Denis told his students at Iowa that they should want to be Shakespeare, the only thing for a writer to want. That he certainly wanted it for himself and his work — not only in fiction and poetry, but in journalism and drama — shows the relentless drive of his ambition. Ambition is the noblest quality a writer can have. Fighting all the impediments to it, internal and outward, is the writer’s daily task. Jesus’ Son is about the force of addiction and the only thing that can overmaster it: the ecstatic experience of God. Train Dreams is about solitude. I think it’s arguable that these books, which are among his great achievements, speak to two poles of his experience. Readers will keep coming to them always, which tells you that here, as elsewhere, he hit the nail on the head.

Lynne Tillman

Novelist, essayist, cultural critic

Denis was gentle, funny, good-hearted; a sweet, impish, and concerned man. You wanted to be around him. Maybe because in his early years he lost time to drugs, he felt life was precious. You felt that reading him, felt it being near him.

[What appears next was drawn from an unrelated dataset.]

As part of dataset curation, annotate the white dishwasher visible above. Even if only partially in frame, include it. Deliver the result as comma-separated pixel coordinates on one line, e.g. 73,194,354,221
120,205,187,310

I was fortunate to meet Denis in 2011 in Kyoto. We were doing a week-long gig together. Riyo Niimoto, a writer and journalist, was teaching at the Kyoto University for Art and Design where he had recently started the first MFA writing program in Japan. He wanted Denis and me to discuss our writing with Japanese novelists and our experiences teaching in MFA programs. Denis hadn’t visited Japan since he was eight or nine, when his family lived there for a few years. He was full of joy retrieving Japanese words, pieces of his childhood. He was writing about it in his mind, you could see that. Denis embraced every experience, he was always observing life, and his beautiful sentences rose and fell with its rhythms.

Writing was everything to Denis. Writing and his wife, Cindy, his children, his close friends, they were his life. He had no time for bullshit. Award-winning, acclaimed, sure, but Denis was resolutely straight ahead. Writing was a calling, not a career.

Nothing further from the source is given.